The webapp seems to be some kind of Employee Managment System. We can even search for employees. Lets look at the implementation of the page.
@app.route("/employees", methods=["GET"])
@token_required
def employees():
query = request.args.get("query", "")
conn = get_db_connection()
cursor = conn.cursor()
cursor.execute(
f"SELECT id, name, email, position FROM employees WHERE name LIKE '%{query}%'"
)
results = cursor.fetchall()
conn.close()
print(request.username)
return render_template("employees.html", username=request.username, employees=results, query=query)
As i was reading the code i immediately spotted the line with the SQL query which seems like a classic SQL injection to me. The reason for this is quite simply that the implementation of such a query should look like this:
conn.execute("SELECT id, name, email, position, FROM employees where name like ?", (query,))
The original version is vulnerable because it uses string interpolation, which treats user input as executable SQL code, allowing an attacker to manipulate the query. By using parameterized queries (with ? or %s), you separate the command logic from the data. This is because the database driver treats the input strictly as a literal value, making it impossible for malicious commands to be executed.
So lets try to make something out of this. In this case im using a JOIN attack to extract data from the users table.
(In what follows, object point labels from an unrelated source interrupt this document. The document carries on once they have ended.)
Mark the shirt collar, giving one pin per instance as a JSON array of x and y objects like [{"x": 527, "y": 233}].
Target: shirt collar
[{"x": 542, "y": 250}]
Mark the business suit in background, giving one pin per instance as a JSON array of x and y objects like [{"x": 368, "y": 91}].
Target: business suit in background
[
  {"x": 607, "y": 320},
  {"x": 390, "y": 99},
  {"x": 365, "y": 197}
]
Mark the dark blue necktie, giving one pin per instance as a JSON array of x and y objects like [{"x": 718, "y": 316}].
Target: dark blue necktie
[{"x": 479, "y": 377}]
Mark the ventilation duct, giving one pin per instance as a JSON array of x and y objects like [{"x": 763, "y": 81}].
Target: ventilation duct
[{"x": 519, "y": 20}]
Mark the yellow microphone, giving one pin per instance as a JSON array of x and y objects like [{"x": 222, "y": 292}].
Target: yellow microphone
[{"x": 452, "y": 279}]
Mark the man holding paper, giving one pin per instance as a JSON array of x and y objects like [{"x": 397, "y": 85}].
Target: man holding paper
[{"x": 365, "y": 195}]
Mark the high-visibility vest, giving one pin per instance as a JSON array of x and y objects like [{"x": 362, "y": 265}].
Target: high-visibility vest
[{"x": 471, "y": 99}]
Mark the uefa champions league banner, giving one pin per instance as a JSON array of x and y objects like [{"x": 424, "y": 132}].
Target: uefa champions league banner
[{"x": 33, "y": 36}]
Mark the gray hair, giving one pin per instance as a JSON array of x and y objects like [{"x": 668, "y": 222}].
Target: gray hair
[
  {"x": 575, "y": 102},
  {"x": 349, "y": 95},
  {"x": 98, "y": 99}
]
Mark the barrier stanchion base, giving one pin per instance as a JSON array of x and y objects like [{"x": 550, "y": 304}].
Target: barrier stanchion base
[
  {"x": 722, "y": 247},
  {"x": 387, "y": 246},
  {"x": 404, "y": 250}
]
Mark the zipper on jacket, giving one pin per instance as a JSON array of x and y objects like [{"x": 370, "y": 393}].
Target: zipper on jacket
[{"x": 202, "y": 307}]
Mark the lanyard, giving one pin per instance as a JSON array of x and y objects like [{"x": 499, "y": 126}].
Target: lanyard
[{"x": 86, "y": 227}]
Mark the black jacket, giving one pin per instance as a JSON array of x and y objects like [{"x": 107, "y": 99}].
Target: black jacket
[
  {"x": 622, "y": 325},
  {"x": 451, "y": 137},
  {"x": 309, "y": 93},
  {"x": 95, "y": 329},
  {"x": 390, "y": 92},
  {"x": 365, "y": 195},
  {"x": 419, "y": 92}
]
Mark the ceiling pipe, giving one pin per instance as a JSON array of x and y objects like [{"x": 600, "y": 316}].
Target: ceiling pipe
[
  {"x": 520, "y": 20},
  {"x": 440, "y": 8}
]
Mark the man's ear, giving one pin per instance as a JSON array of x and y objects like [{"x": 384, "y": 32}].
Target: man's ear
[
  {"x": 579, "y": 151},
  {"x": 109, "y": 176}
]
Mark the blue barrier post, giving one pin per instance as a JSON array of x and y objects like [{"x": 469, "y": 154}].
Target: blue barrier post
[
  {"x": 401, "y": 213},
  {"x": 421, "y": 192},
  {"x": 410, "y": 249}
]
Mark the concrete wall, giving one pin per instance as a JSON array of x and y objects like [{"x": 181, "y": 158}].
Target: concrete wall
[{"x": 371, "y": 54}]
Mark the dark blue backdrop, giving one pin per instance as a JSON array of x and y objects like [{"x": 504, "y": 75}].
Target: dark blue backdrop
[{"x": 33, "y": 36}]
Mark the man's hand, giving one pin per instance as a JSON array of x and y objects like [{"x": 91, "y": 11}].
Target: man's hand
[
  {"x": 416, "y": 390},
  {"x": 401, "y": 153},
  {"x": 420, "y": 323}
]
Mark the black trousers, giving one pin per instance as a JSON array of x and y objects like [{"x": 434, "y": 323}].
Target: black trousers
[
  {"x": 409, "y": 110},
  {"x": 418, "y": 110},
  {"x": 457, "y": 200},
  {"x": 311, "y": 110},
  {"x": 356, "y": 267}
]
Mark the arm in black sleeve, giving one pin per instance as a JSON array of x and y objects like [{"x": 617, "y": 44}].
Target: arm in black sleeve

Et voila we have our user hashes. As you can see the last one seems to be the admin user. Because it it states 1.
But how do we proceed from there? The most obvious answer would be that we try to crack the hash now. But this is harder than you may think. Lets take closer look at the hash.
$2b$12$iHaXXHd.H9JvMCBkA4.ytOqfJ26/t0l9L3CLNwexsMXWBSd1ugBdu
From the source code we know that the hash is using the bcrypt library.
password_hash = bcrypt.hashpw(
password.encode("utf-8"), bcrypt.gensalt()
).decode("utf-8")
Bcrypt is using a strong *** encryption which would take hours to possible decrypt. So we have to assume that we need to gain access differently. Either way we still have access to the database. So lets look at the database schema.
CREATE TABLE users (
id INTEGER PRIMARY KEY AUTOINCREMENT,
username TEXT UNIQUE NOT NULL,
is_admin BOOL NOT NULL,
password_hash TEXT NOT NULL);
CREATE TABLE sqlite_sequence(name,seq);
CREATE TABLE revoked_tokens (
id INTEGER PRIMARY KEY AUTOINCREMENT,
token TEXT NOT NULL);
CREATE TABLE employees (
id INTEGER PRIMARY KEY AUTOINCREMENT,
name TEXT NOT NULL,
email TEXT UNIQUE NOT NULL,
position TEXT NOT NULL,
phone TEXT NOT NULL,
location TEXT NOT NULL);
Besides all the normal stuff that we would expect from an application like this we are looking at a revoked_tokens table. This rather unusual implementation adds a expired JWT token (JSON Web Token) whenever a users logs out thus preventing a user which has access to such a token to log in.
The flask application looks for the token in the revoked_tokens table. And if there is no result the token is valid and therefore the user is authenticated.
...
user = conn.execute(
"SELECT id,is_admin FROM users WHERE username = ?", (username,)
).fetchone()
revoked = conn.execute(
"SELECT id FROM revoked_tokens WHERE token = ?", (token,)
).fetchone()
conn.close()
if not user or revoked:
flash("Invalid or revoked token!", "error")
return redirect("/login")
...
How are JWT signatrures created?
When an JSON Web token get created it gets signed. That mean its not encrypted. It still can be read.

A signed token allows the application to verify that the content hasn’t been changend since the moment i has been created from the host.